19 Temmuz 2013 Cuma

Abbasağa Küçük Forum Notları (15 Temmuz)

ÖZET: 15 Temmuz gecesi, 10 Temmuz Cuma günkü Küçük Forum’dan çıkan 7-8 maddelik ana başlıkların tartışılması amaçlanıyordu. Maddeleri hatırlayalım:
1.       Siyasi partiler kanunu ve seçim yasasının değiştirilmesi, %10 barajının kaldırılması
2.       Ekolojik talanın durdurulması  ve hayvan hakları
3.       Cinsiyet ve cinsel yönelim ayrımcılığına dayalı suçların önlenmesi
4.       İfade ve toplanma özgürlüğünün önündeki engellerin kaldırılması ve basın özgürlüğü, sanat ve sanatçının bağımsızlık ve özgürlüğü
5.       Toplumsal barış, Kürt ve Türk halklarının ortak yaşam iradesinin tanınması, savaşın/çatışmaların durdurulması, mezhep temelli ayrımcılığın sonlandırılması
6.       Adil yargılanma hakkı
7.       Kentsel dönüşüm projelerinde barınma ve kent hakkı
8.       Emekçi sınıfların hakları

TARTIŞMA:
·         İlk değerlendirme konuşmalarında bu maddelerin talepler oluşturmaya, sanki bir merci olarak kendimizi kurup yine başka bir merciden bir şeyleri talep etmeye dönük olduğu söylendi. Bunun yerine ortak arzularımızın neler olduğunu, ne yapmak istediğimizin konuşulması önerildi. Örneğin savaşa karşı çıkabilmek için anti-militarist refleksi geliştirmemiz gerektiği söylendi.
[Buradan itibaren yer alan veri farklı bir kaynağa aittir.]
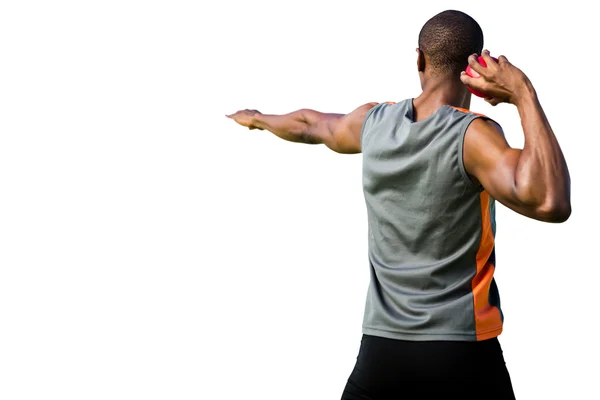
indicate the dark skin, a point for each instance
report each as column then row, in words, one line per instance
column 533, row 181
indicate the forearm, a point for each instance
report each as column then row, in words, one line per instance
column 302, row 126
column 541, row 176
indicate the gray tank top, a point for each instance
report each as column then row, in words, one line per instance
column 431, row 229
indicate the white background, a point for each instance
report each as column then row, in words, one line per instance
column 150, row 248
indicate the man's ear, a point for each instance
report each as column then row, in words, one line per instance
column 420, row 60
Buna cevaben bu başlıkların tamamlanmamış olduğu, buradaki derdin birleştirici, ortaklaştırıcı noktaları konuşmak olduğu aktarıldı. Dil olarak, eşcinsellerin öldürülmemesini istiyoruz, devletin kürt halkına yürüttüğü savaşın durmasını istiyoruz gibi bir dilin kullanımı önerildi. Kalıcı bir örgüt oluşturmanın sorun teşkil edebileceğinden bahsedildi. Her an değişen ülke ve dünya koşullarında, değişken bir örgütün nasıl yaratılabileceğine dair düşünmemiz gerektiğini tavsiye edildi (değişken örgüt tabirine bir açıklık getireyim, burada bahsedilen, gündemdeki olaylar ve önceliklere göre şekil alan, esnek bir yapı).
Ayrıca, bu “değişken örgüt” yaratım sürecinde, ortaya çıkması gerekenin bir “talep listesi” değil, bir çeşit “ortak değerler” listesi olması gerektiğinin altını çizdi. Kısacası sormamız gereken şey, “çevresinde toplandığımız ortak değerler nedir?” olmalıdır yorumunu yapıldı. Başka bir görüş olarak ortaklaşma gitmeye çalışmak yerine öğrenme ve sorular sormanın önemi vurgulandı. Her bir başlığın tartışmaya dönüştürülmesi gerektiği, birbirimize sunum da yapabileceğimiz söylendi.
·         Gündem dışı bir konuşma başlığı olarak şiddet ortamında şiddetsiz bir direnişin nasıl sürdürülebileceği, geçtiğimiz Cumartesi günü Taksim’deki esnaf saldırıları vb. provokatif bir ortamda ne yapılabileceği, şiddet içermeyen yaratıcı eylemlerin ne olabileceği önerildi. Bunun hareketin sürdürülebilirliği adına konuşulması gerektiği savunuldu.
Bu bağlamda, gelen önerilerden biri şu oldu: eylemlere “yaşam enerjisi” katmak. Örneğin barışçıl bir eylem yapılırken, barışçıl eylemcilere polis müdahalesi olduğunda, yapılabilecek en iyi şeyin ‘polisin geldiği alanı boş bırakmak’ olduğu söylendi. Sürekli yer değiştirerek şiddetin muhatap bulamaması söz konusu olabileceğini ve böylelikle polisin yıldırılabileceği önerisi getirildi.
Bu öneriye ise farklı karşıt görüşler çıktı. Böyle bir “kaybolma” organizasyonunun oluşturulmasının çok zor olacağını, ayrıca bunun sürekli devam ettirilmesinin de zor olacağına dair fikirler geldi.
·         Katılımcılardan biri devlet tarafından uygulanan şiddete artık direnişçiler tarafından da karşılık verildiğini ve bu durumun kendisini çok korkuttuğunu söyledi. Beyoğlu’nda yaşayan bu katılımcı, orada yaşadığı için bir çok olaya şahit olduğunu ve şiddet meselesinin giderek tırmandığını, bu nedenle bir an evvel “şiddetin ortamının yok edilmesi”ne dair bir şeyler yapılması gerektiğini anlattı. Feminist bir bakış açısından, İstiklal’deki olayların fazlasıyla “solcu erkek” izlenimi verdiğini ve bunun şiddetle de az-çok şiddetle de ilişkili olduğundan bahsetti. “Taksim’deki eylemlerin sürekliliği nasıl devam ettirilebilir?” sorusu soruldu. Aslında en başta bahsettiğimiz 7 ana başlığın hayata geçirilebilmesi için, bu eylemlerin sürekli olmasının mutlaka gerektiğinden bahsetti.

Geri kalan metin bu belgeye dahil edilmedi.